To achieve this sense of place, shopping malls must feel like they’re an extension of the surrounding community, rather than just being “an isolated island within a suburban destination”, Anderson says.
“Part of the shopping experience is to go and eat, and browse, have a coffee and then browse again,” he says.
When DIALOG designed Toronto’s Sherway Gardens, one of the largest malls in the GTA, Anderson says it applied this philosophy.
“We deliberately expanded it towards the street to start to address the street in an urban way, rather than simply be an island in the middle of a parking structure,” he says. “And not just addressing it in a ‘façadism’ type of way, like dressing up the exterior — a brick fortress in the middle of a parking lot — but actually activate the experience so that from the outside things were happening.”
One of the ways they did this was by moving the food court from its traditional spot at the centre of the mall to the street, giving it presence.
“The exterior wall has a view to the street,” he says. “It also has a view to the interior street, the mall, so it’s a place to be seen and people watch.”
They also designed the mall around where the transit stops are, and are going to be, preserving part of the site for a subway station, and really thinking about how people will be arriving at the mall, not simply “from a car to the entrance”.
“So how will people actually arrive by bicycle?” he says. “How would they arrive by foot? How would they arrive by bus? How would they first experience the shopping centre?”
Physical retail spaces will survive, Anderson says; they just need to be better spaces, giving JJ Bean Coffee Roasters, whose locations in Vancouver and Toronto were designed by DIALOG, as an example.
“Every location reflects the community it’s part of,” he says. “They’re not all the same. People are tired of the cookie-cutter approach to retail design, and actually like so many things in life, are looking for a genuine and authentic approach that reflects the place.”
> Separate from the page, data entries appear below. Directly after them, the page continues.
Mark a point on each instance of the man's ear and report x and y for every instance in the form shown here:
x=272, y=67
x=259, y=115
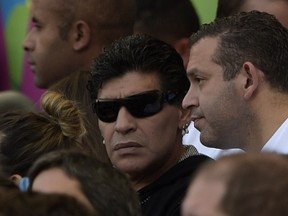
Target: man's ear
x=251, y=79
x=185, y=118
x=81, y=35
x=182, y=46
x=16, y=178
This desire for authenticity in the things we buy, or places we frequent is a global design trend, says Anderson, and is reflected in everything from the rise of the makers movement to the popularity of farmers markets. When designing Sherway Gardens, Anderson says they created the infrastructure to support a farmers market because people like to see food presented in fresh market environments.
“The Granville Island experience is a great one,” he says. “People are looking at how to actually have that type of experience. In Toronto, the St. Lawrence market experience: how can they transport that to their own community?”
Though people are now shopping for everything from fashion to food online, and are inundated with choice, Anderson says there is also a growing interest in consumers wanting to see how and where goods are made, and connect with those producing them.
“The more fast paced our environment, the more electronic our environment, the more we actually crave that sense of touch and feel of things, and an understanding of not just how they were made, but that somebody made them,” he says.